October tenth arrived. Candles were lit and the food almost ready when we opened the front door to our visitors. Roasting chicken seasoned with rosemary and thyme scented the air. The windows were fogged by steam from simmering green beans and pasta. Our guests squeezed into the window seats around the kitchen table just as they used to, while Mike tossed salad at the counter. As I darted between the microwave, refrigerator, and stove, I enjoyed hearing his laughter blend into the happy cacophony of long-familiar voices.

We filled our salad plates and moved into the dining room. The conversation jumped from nostalgia to hilarious nonsense to contemplation, and never lagged. My friends regaled Mike with adventures from the past that cast me in a far more charming light than I remember. We toasted the past and hailed the future.
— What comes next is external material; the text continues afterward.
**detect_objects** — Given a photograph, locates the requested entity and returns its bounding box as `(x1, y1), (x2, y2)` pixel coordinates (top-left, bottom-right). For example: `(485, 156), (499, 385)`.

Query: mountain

Near midnight, we pushed ourselves out from the table and rose on stiffened legs. We reveled in a prolonged ritual of fond kisses and lingering hugs mingled with laughter. Our company trooped out and Mike closed the front door.

“I had fun getting to know your buddies,” he said. I grinned and gave him a kiss.

“Thanks for being you,” I replied, satisfied with the simplicity of the compliment. After we loaded and started the dishwasher we then climbed the stairs, leaving that humming and whirring beast alone in the dark to do its dirty work. I felt half exhilarated, half exhausted.

Once we snuggled into bed, Mike chortled and teased about the fresh rendering he’d seen of me in my younger years. After he dozed off I lay still and happy, reflecting. My friends had seen my current reality. They saw the changes I’d made to my house and to my life over these past few decades. Lots of bricks were shuffled around. Some were removed. I knew they liked my modifications, great and small, and that they still liked me.

I breathed in the same air my husband exhaled. Content, I closed my eyes under the protective roof of this sound home.